A systems biology approach to cGMP suggests a prominent role for sGC in stroke: Validation by mechanism-based activation of apo-sGC in non-steal dosing coveys neuroprotection and increased survival

Based on non-hypothesis-driven approaches genetic evidence suggests that diseases are interrelated differently to our current organ-based ontology. In fact, common effector mechanisms, when affected or triggered seem to produce pathophenotypes in diverse organs or co-morbidities. This will lead eventually to a revised disease nomenclature and opens up entirely new approaches for diagnosis and treatment. In this context, we noted that a common cardiovascular target, the cGMP-forming Fe(II) haem protein, soluble guanylate cyclase (sGC), appears to be situated in a common mechanism network that is prominently relevant to stroke. Ischemic stroke is the second leading cause of death worldwide and the leading cause of disability. Despite this high medical need only a single drug is available but due to its limited time window and risk of bleeding 85% of all patients are excluded from treatment.
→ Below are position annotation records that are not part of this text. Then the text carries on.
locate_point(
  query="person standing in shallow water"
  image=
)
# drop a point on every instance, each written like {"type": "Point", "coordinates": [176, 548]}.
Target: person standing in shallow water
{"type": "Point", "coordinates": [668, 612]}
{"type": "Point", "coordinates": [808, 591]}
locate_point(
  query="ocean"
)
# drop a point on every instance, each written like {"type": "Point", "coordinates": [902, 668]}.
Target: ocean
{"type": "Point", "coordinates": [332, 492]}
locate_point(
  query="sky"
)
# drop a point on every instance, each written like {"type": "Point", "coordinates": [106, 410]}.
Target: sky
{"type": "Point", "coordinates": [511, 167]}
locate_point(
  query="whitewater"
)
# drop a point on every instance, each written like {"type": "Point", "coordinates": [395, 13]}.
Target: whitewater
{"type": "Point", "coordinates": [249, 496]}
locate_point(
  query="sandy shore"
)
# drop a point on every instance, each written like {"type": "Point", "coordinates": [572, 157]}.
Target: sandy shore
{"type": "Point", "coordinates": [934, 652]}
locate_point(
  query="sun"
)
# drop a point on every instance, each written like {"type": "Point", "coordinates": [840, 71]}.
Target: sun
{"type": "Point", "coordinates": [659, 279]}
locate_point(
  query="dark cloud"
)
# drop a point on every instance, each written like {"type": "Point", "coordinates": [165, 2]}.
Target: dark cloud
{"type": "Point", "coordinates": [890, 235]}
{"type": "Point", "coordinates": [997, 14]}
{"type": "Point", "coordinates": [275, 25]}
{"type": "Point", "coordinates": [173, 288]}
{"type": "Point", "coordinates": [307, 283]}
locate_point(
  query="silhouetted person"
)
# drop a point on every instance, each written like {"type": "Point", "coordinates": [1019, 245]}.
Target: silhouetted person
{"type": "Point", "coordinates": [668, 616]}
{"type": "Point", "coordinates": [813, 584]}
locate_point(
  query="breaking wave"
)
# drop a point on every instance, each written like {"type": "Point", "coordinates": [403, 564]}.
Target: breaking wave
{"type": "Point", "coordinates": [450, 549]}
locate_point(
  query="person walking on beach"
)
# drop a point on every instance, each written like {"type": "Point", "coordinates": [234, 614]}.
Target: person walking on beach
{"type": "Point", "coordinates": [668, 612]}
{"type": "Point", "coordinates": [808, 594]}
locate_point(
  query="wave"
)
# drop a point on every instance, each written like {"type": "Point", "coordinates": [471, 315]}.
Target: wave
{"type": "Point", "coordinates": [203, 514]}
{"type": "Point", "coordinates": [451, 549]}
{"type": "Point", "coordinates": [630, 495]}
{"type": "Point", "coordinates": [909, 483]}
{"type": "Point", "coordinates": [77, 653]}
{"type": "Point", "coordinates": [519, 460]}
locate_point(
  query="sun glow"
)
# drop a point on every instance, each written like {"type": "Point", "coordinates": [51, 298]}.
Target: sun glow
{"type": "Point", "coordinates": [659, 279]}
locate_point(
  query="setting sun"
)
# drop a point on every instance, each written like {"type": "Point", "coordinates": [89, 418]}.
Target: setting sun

As a possible add-on, vasoactive drugs however typically dilate normal blood vessels and cause a paradoxical “steal phenomenon” by both shunting blood to healthy vascular beds and a systemic blood pressure drop. Upon middle cerebral artery occlusion sGC protein and nitric oxide-stimulated activity in the ischemic hemisphere were dramatically down-regulated leading to a high proportion of oxidized and/or haem-free apo-sGC activity. Pharmacological targeting of apo-sGC in vitro under oxygen and glucose deprivation conveyed strong neuroprotection via ERK/CREB signalling. In vivo, post-stroke apo-sGC activation by two distinct members of this compound class augmented cerebral blood-flow whilst leaving systemic blood pressure unaffected, reduced infarct size and increased survival. Different apo-sGC activators are in advanced stages of clinical development for different cardiovascular indications. Systems biology and network medicine and our preliminary target validation suggest that they should be urgently tested for repurposing as first-in-class, mechanism-based neuroprotective drugs in stroke.